# Secret Service's Style



## mike_cos (Jul 13, 2011)

Directly from Ft. Meade NSA, SIGINT Reporter's Style and Usage Manual. (Declassified)
For you Mara... (I'm sure you've got it already)

http://www.operazionispeciali.com/res/site28430/res547531_NSA-SIGINT-style-manual_2010.pdf


----------



## SpitfireV (Jul 13, 2011)

mike_cos said:


> Directly from Ft.

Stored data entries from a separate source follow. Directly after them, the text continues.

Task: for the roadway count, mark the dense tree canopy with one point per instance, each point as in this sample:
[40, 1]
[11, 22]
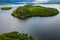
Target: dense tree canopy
[29, 11]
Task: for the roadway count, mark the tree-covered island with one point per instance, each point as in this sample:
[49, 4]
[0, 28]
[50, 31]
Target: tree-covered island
[6, 8]
[15, 36]
[30, 10]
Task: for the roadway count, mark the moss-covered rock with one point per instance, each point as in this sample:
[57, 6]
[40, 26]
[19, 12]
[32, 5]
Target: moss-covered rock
[29, 11]
[15, 36]
[6, 8]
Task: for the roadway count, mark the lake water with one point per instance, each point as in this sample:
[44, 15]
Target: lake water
[42, 28]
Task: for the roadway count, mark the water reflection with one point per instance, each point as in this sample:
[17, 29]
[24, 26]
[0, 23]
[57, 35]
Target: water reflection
[44, 28]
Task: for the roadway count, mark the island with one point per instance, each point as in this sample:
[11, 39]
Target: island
[6, 8]
[26, 11]
[15, 36]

Meade NSA, SIGINT Reporter's Style and Usage Manual. (Declassified)
> For you Mara...



There's nothing here mate...


----------



## mike_cos (Jul 13, 2011)

SpitfireV said:


> There's nothing here mate...


looks better...


----------



## x SF med (Jul 13, 2011)

SpitfireV said:


> There's nothing here mate...



Because Intel Guys have no style....

WTF! the Bibliography lists the Harbrace College Handbook 9th Ed. (1984) as a reference...  by 2007 the 18th Ed. should have been out. (I worked for HRW/HBJ/Harcourt before Thomson Learning bought them)


----------



## Dame (Jul 13, 2011)

LOL. Sounds like someone is clinging to their old college edition. I still go back to my Prentice-Hall Handbook for Writers, 8th Edition (1982).


----------



## x SF med (Jul 13, 2011)

When in doubt...  I own a copy of the Harbrace Handbook of English 1st Ed (c) 1941 that has the previous edition listed as the CCC/WPA Handbook of English, John C. Hodges, Ed. Harcourt Brace and World, pub.  not only that it's a 1st printing, and I got it long before I worked there...  the 'light version' used to be the Warriner's Series....


----------



## Diamondback 2/2 (Jul 13, 2011)

I figured I would stop by in here and say that I have no freaking clue what is being discussed in this thread… :)


----------



## Dame (Jul 13, 2011)

I still balk at updating my style guides because of the prices. I don't know what the first edition Harbrace is worth, but I'll wager it's a pretty penny.


----------